The end of October has historically represented the market’s assumed end to injection season, but mild late fall/early winter weather and resilient production activity has resulted in continued storage builds. These later-than-normal builds come on the heels of a strong summer injection season. The EIA estimates a net injection of more than 2.5 Tcf since April 2015, with robust summer electricity demand keeping the net injection from matching last year’s record setting injection of approximately 2.78 Tcf. Still, production seems to be outpacing demand growth for another year, a trend that is not expected to abate in 2016. We don’t expect any of this comes as a surprise to our readers, who we assume are informed market participants. Our conversations indicate, however, there is some uncertainty about what it means for their natural gas hedge portfolios.
Fundamentally, a deep reserve of accessible natural gas relative to demand, via production growth and/or storage, impacts both prices and volatility. This can result in a muted price reaction to spikes in demand or, more likely, price spikes to address this demand will be short lived and will fail to ripple through forward curve. As expected, as storage levels have risen off of the 5-year lows observed through the summer of 2014, spot natural gas prices have fallen from around $3.50-4.00/MMBtu at Henry Hub to around $2.00, and at times trading slightly lower than $2.00. Similarly, since peaking in the second quarter of 2014, volatility has fallen as storage levels swelled.

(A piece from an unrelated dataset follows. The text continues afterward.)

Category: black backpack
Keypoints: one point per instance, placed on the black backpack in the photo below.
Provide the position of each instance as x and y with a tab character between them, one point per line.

In recent weeks, low natural gas prices have been in the headlines, with good reason. Considering the entire energy complex (crude oil, refined products, NGLs and natural gas) are currently trading near lows, producers are facing stressful times. It goes without saying that the current market is exposing producers’ weaknesses as it relates to hedging and marketing. In a $2.00 gas market, every penny counts. As such, producers have to determine whether they are capturing the maximum value for their molecules through efficient marketing and, to the extent possible, optimized forward price management. Second, they have to take what the market gives them, for better or worse.
Our work indicates many producers are, understandably, struggling to make hedging decisions for 2016 and beyond. They may have captured large hedging gains in 2015, but are naked or under hedged for 2016 and beyond. It is unlikely that many producers will want to sell natural gas swaps at $2.00/MMBtu. Still, remaining naked is clearly a dangerous strategy as prices can and likely will fall further, at least for brief periods that may unfortunately coincide with a producer’s gas pricing window i.e. bid week. With low volatility and low prices, there are likely to be opportunities to hedge with an options strategy within budget – puts, put spreads, and three-way collars (long put, short call, long additional call). All three of these strategies can be optimized, offer participation in a rising price environment, and none require significant credit/margin.
In a $2.00 market most producers tend to focus their efforts on maximizing their physical marketing and while it is certainly important to do so, spending time determine if, how and when to optimize their hedge portfolios is equally as important. In addition, entering into new positions at the right time and right price levels – to the extent that such a thing exists in a $2.00 market – makes optimization easier and less expensive, not to mention allows you to avoid margin calls, portfolio churn, etc.
Consumers take note. On numerous occasions in the past we’ve published “warning messages” regarding how end-users can avoid making similar hedging mistakes as many producers did when crude oil and natural prices were trading at much higher levels. While some have heeded our advice, others fancy themselves price prophets. A low volatility, low price market is an ideal market for end-user hedging as low cost, conservative strategies (call options, call spreads and three-way collars) are readily available. For some end-users, purchasing swaps at the current price levels may be the strategy of choice, after all it has been quite some time since we have seen such a prolonged, low gas price environment.
Last but not least, in an attempt to better reflect the physical market’s characteristics, last week the EIA began reporting storage in five regions, rather than three regions. The map of both the historical and new regions is shown below.
The East has been broken in two, Midwest (green) and East (blue). The West is now the Pacific (purple) and Mountain (red). The Producing region loses New Mexico to the Mountain region and has been renamed South Central (orange).